Breakfast is still too early, but you can certainly drink this whiskey at brunch.

Ironton coffee cask finished straight rye malt whiskey Ironton

You’ve probably enjoyed a little whiskey in your coffee before, especially if you’re a fan of the classic Irish Coffee. But have you ever put coffee in your whiskey? If that combination sounds intriguing, this Denver distillery has a new malted rye whiskey that you might want to give a try.

Ironton Distillery & Crafthouse is named after the neighborhood in Denver in which it’s located which was called the Ironton Addition in the 1800s and is now known as the RiNo Arts District. The team at the distillery makes rum, aquavit, gin and, of course, whiskey, including bourbon and different types of malt whiskey. This new release falls into that latter category—specifically a malted rye whiskey. This means that the rye grain was treated in the same way that barley is for single malt scotch, where it is allowed to germinate before being heated and dried to stop the process.

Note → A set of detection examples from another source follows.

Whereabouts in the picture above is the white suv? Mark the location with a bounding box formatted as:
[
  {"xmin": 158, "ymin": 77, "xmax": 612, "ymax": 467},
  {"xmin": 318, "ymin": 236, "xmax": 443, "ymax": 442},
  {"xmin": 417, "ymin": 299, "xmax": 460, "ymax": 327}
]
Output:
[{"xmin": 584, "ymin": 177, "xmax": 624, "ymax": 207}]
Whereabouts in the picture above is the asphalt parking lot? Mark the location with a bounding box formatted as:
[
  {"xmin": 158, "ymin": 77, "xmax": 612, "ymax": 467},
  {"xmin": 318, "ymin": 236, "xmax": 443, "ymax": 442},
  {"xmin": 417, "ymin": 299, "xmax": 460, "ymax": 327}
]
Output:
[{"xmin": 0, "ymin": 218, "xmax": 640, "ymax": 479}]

The new Coffee Cask Finished Straight Rye Malt Whiskey is made from a mash bill of pale and chocolate rye grown in Colorado along with some barley to add a touch of fruitiness to counter the spice according to the distillery. After initially aging in 53-gallon new charred oak barrels, the whiskey is dumped into some special casks for a secondary maturation period. The distillery gave one used barrel to Colorado small-batch coffee roaster Bluegrass Coffee Co. to age its coffee beans and cold crew coffee so it would pick up some oak and whiskey flavors. Then the barrel was returned to the distillery for this third and final use, in which it was once again filled with the rye malt whiskey. The resulting yield was just 300 bottles, and according to the official tasting notes java and vanilla flavors intermingle with the bittersweet palate of the whiskey, making this a good option for mixing or sipping.

The worlds of coffee and whiskey have met before, with releases like FEW Spirits‘ Cold Cut Bourbon (cut to proof with cold brew coffee) and Jameson Cold Brew Irish Whiskey. But this might be the first time a malted rye whiskey has received a caffeinated jolt. You can find a bottle (SRP $65) now at the distillery or in liquor stores around the state.